Data Collection and Analysis¶

Summary¶

This chapter teaches the data science pipeline from sensor to insight: designing a logging strategy, writing CSV data to SD cards and cloud services (Google Sheets), setting up a Python environment with Jupyter notebooks, and working with pandas DataFrames for time-series resampling, rolling window statistics, and missing data handling.
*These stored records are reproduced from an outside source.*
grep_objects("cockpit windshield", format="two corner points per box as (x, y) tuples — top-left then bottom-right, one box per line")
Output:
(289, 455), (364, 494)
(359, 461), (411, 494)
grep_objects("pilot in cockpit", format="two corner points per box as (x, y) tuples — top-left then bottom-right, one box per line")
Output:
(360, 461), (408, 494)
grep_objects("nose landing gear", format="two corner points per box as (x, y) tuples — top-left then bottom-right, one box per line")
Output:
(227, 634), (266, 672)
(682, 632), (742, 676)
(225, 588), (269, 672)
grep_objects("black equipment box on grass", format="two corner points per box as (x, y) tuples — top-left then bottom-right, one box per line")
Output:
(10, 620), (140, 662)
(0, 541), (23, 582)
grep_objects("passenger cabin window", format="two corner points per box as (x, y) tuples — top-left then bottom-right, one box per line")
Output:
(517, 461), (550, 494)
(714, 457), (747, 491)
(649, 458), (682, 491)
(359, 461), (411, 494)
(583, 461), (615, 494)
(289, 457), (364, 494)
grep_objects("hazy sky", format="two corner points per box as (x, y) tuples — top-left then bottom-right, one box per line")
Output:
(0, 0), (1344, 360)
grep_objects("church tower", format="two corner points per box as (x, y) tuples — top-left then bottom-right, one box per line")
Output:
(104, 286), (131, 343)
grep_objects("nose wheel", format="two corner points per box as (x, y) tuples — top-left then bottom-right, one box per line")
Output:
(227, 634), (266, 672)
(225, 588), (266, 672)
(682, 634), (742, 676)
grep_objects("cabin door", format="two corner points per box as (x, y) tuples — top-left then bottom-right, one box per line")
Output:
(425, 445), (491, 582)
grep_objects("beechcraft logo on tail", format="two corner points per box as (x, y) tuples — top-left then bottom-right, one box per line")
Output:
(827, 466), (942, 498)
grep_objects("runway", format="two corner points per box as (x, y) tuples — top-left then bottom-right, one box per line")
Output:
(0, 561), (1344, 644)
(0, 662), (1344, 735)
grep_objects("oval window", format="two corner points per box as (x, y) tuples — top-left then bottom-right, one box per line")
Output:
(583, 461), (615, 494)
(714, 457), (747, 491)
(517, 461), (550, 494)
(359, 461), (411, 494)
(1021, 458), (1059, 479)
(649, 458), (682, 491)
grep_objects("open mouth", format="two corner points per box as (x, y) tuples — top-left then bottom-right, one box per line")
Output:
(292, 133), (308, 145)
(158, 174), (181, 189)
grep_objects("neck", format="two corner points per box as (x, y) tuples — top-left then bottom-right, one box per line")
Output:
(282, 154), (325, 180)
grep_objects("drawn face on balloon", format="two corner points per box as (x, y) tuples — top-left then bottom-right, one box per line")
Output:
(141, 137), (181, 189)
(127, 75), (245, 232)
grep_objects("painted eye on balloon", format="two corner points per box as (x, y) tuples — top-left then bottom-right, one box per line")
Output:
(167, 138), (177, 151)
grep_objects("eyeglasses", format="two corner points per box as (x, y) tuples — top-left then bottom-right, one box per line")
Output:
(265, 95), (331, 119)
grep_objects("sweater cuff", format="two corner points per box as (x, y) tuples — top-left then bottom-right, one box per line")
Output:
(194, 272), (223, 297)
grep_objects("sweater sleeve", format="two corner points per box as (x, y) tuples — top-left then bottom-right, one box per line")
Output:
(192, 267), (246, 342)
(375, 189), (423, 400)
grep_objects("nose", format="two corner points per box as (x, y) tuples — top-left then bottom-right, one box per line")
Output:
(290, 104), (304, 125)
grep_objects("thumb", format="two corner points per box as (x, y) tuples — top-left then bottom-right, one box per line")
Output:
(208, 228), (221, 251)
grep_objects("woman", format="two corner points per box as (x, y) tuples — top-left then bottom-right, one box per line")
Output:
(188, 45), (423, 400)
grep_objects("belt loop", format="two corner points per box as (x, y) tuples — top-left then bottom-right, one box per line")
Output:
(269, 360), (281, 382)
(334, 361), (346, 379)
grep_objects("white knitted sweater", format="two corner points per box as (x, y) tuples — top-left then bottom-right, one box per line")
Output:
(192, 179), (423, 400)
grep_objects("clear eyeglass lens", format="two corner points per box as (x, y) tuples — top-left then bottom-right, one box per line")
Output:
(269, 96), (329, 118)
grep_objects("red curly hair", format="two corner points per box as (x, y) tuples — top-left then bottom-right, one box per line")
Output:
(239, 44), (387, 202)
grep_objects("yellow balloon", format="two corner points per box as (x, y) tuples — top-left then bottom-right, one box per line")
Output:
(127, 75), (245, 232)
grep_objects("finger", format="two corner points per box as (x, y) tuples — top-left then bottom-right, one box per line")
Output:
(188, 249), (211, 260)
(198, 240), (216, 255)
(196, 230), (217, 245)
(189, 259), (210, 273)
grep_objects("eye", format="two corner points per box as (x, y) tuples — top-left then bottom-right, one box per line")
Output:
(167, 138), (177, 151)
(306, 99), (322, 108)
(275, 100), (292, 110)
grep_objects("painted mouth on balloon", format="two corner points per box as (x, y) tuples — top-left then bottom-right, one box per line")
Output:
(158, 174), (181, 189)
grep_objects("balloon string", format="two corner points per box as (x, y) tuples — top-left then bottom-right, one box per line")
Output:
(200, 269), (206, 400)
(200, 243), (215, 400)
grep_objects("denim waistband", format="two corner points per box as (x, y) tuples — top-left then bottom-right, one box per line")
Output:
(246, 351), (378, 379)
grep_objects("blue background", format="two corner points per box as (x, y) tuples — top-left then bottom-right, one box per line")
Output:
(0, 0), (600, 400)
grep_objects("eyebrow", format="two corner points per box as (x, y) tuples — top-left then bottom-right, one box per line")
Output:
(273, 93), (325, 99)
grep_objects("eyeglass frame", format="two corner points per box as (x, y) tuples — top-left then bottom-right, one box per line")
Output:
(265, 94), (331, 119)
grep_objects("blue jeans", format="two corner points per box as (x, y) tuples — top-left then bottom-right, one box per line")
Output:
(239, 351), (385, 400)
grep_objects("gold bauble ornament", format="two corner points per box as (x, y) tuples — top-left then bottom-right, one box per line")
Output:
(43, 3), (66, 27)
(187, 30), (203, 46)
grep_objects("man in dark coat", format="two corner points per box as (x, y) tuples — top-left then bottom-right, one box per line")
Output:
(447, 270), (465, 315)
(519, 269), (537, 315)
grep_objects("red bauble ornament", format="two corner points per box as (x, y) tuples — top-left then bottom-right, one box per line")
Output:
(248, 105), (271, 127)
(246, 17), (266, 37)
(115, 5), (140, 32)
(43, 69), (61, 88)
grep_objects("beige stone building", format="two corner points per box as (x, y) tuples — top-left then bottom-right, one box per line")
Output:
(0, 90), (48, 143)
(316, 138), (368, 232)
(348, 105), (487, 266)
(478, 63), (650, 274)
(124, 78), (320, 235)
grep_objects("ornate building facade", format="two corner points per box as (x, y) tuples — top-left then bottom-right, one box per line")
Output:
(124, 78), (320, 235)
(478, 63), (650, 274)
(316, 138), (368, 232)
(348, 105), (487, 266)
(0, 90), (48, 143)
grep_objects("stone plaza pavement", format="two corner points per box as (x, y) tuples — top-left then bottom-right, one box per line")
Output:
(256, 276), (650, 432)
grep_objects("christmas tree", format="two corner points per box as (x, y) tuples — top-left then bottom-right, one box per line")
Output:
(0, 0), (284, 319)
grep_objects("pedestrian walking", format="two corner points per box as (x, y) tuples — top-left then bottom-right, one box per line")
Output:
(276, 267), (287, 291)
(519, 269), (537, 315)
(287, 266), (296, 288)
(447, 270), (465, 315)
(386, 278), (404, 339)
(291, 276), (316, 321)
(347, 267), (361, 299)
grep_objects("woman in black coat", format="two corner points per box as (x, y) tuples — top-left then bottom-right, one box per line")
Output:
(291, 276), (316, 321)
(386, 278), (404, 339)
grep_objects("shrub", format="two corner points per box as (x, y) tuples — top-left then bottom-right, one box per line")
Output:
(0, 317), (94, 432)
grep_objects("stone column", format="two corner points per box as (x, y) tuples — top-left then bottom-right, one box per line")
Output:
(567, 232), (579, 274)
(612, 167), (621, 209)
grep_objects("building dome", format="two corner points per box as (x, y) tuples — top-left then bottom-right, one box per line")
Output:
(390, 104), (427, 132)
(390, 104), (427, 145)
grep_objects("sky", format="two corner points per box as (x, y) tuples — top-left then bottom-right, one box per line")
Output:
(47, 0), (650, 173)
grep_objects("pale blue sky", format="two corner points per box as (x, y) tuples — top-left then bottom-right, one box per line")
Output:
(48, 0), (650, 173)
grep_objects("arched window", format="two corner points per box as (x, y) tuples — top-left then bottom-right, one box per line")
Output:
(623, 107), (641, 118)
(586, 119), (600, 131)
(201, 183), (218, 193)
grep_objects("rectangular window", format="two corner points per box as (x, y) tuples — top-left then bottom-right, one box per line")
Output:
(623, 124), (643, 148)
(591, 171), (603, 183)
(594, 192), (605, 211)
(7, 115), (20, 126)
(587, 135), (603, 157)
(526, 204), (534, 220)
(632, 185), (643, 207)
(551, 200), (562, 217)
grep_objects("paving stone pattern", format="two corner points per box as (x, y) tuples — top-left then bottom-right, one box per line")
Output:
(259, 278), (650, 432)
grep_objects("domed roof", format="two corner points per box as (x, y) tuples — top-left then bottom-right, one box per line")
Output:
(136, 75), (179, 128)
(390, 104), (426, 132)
The chapter closes with NumPy arrays, statistical functions, correlation analysis, and linear regression — building the analytical vocabulary students need before the visualization chapter.

Concepts Covered¶

This chapter covers the following 25 concepts from the learning graph:

Data Collection Strategy
Sensor Reading Frequency
CSV File Format and Structure
Data Logging to SD Card
Cloud Data Storage Options
Google Sheets as Data Logger
Python Environment Setup
Jupyter Notebook Basics
pandas Library Introduction
DataFrame Creation and Structure
Reading CSV With pandas
DataFrame Indexing and Slicing
Date-Time Parsing With pandas
Resampling Time-Series Data
Rolling Window Statistics
Missing Data Handling
Data Cleaning and Validation
NumPy Library Introduction
NumPy Arrays
Array Operations Broadcasting
Statistical Functions in NumPy
Mean Median Standard Deviation
Correlation Analysis
Linear Regression
Regression in NumPy (polyfit)

Prerequisites¶

This chapter builds on concepts from:

Cress opens the data notebook

Cress waves hello at chapter opening Welcome to Chapter 16, growers! Your sensors are reading, your data is logging — now let's make it useful. This chapter moves from the microcontroller to your laptop: we'll organize weeks of pH, EC, and temperature readings into pandas DataFrames, clean up the gaps, calculate rolling averages and correlations, and fit a regression line to understand trends across a crop cycle. By the end, you'll be able to answer the question every grower wants to ask: "What did my system actually do for the last 30 days?" Let's grow some insight!

Data Collection Strategy¶

Before writing a single line of analysis code, good data collection requires decisions about what to measure, how often, and where to store it. A thoughtful collection strategy produces clean, analyzable data; a poorly designed strategy produces CSV files full of gaps, inconsistent units, and timestamps that don't align across sensors.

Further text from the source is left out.